Confirming what we already suspected, Aaron Sorkin is not most people. The Oscar-winning "Social Network" writer told Newsweek that he may be one of the few people to ever turn down the late Apple CEO.
Jobs befriended the director after reading an interview in which Sorkin disclosed that the numerous scripts he'd penned had all been written on Macs. In traditional Jobs style, he thanked Sorkin for his mention of Apple products and the two struck up a casual friendship that consisted of a few phone calls back and forth each year.
What was less characteristic was what happened next.
Jobs, the brilliant innovator so rich he could build houses made of money just to burn them to the ground had found something he wanted that he couldn't get himself: a Sorkin script for Pixar.
Following the cancellation of Sorkin's "Studio 60 on the Sunset Strip," Jobs called to offer his condolences and to ask Sorkin to write a movie for Pixar.

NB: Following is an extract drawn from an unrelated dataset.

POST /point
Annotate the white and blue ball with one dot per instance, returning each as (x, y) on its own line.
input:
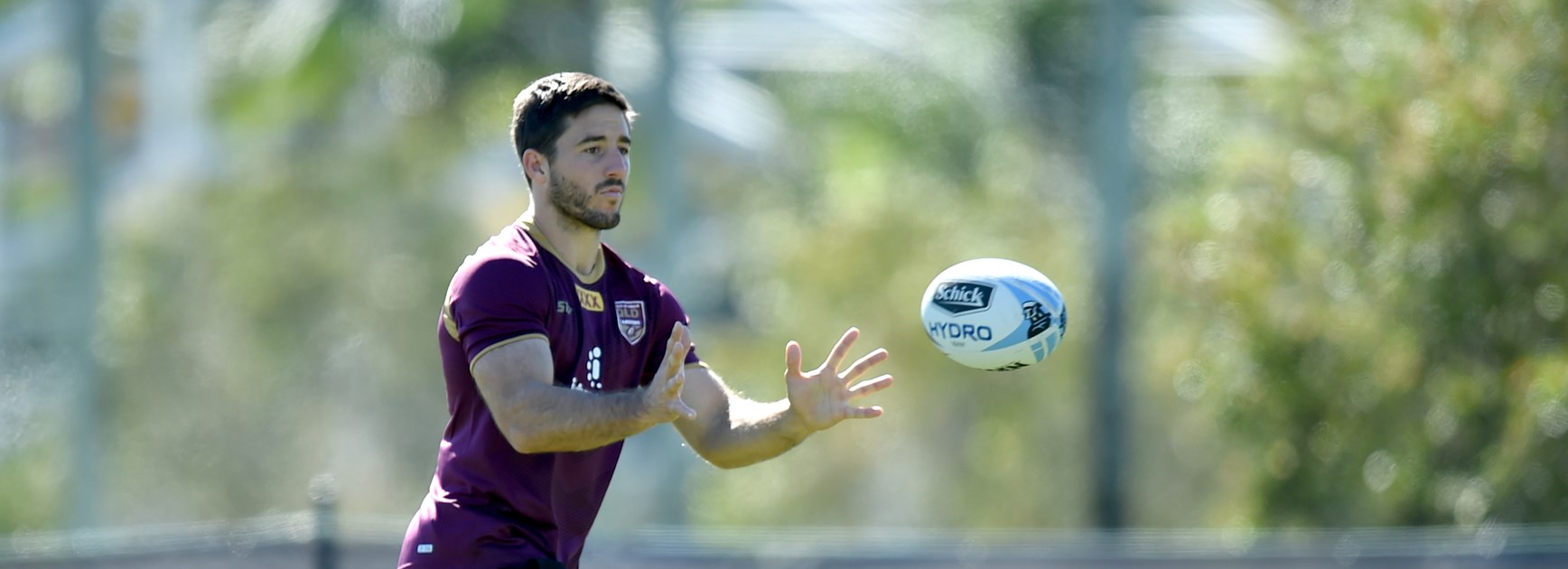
(994, 313)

Sorkin told Jobs he wasn't sure he could produce a script worthy of the legendary animation studio, despite Jobs' confidence in his abilities.
S0 Steve Jobs, like the kind and generous man so many people knew him to be, didn't huff and puff over Sorkin's rejection. In the last phone call he ever placed to Sorkin, Jobs reminded the world he was a good sport and invited him to come see the studio anyway.